Unavoidably my thoughts turn
as I ask myself the question at hand:
if this really was my last day.
What then?

My spirit sinks as I realize
all the things that I haven't done.
All the dreams unfulfilled
and all the love that remains unrequited.

I didn't get around to seeing Dr. Furnish for the last time
to tell her that I still think she is the greatest teacher ever.
And I didn't make it back to school for a degree in
something.

I couldn't travel
to Iceland, Oregon or France
or to see Sigur Ros
and kiss at the crescendo of Ara Bartur.

New friends half a world away
remain unmet.
While Old friends lost to time
were left unreconciled

I never made love
in the summer, in the fall, in the winter, or in the spring.
I never told anyone how much I love them
or how much I needed them.

I wasn't able to see the birth of my first child
and hold her or him in my arms and stare into their beautiful eyes.
I never got the chance to teach my son how to play baseball
or see my daughter off on her first date.

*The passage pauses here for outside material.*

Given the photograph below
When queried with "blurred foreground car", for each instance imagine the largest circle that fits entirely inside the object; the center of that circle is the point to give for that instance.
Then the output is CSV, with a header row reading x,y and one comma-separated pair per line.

I just wouldn't sit down to write that book,
just to show myself that I could do it.
I rarely worked at something that I loved
because I loved it.

I never learned to treasure each new wrinkle on her face
as we both grow old together.
Nor to learn to just sit and let time go by.
I don't know what true love really means.

I feel all of this in a rush
as that pernicious song
muddles its way through
verse, chorus, verse, and bridge.

It drags my wake
with each of its trite pronouncements.
I feel dead
long before this terrible song ends.

But still the awful question remains,
the one I would that no one ask of themselves.
What might I do
if this were my last night?

I would thank you all
for letting me speak.
I would say that you're doing fine at living
but that you could do better.

I would race to my family.
I'd beg their pardon for all the misdeeds I have done.
I would forgive my parents of their faults
toward me.

I would pray to God,
telling him that I could have done better
and should have done better.
I would ask that he but seal my heart for his.

I would try to find you
just to tell you that I do love you
and that I need you so very much
no matter how silly it may sound.

But no matter what,
I would seek simply to be happy
and learn to feel what is beyond this life
and hope that it is much more exceptional.

However I feel that it is not my time (thankfully).
Many of us, if not all, will live another day.
I would ask that you never live a day as if it were your last.
Instead, persist as if it were your first.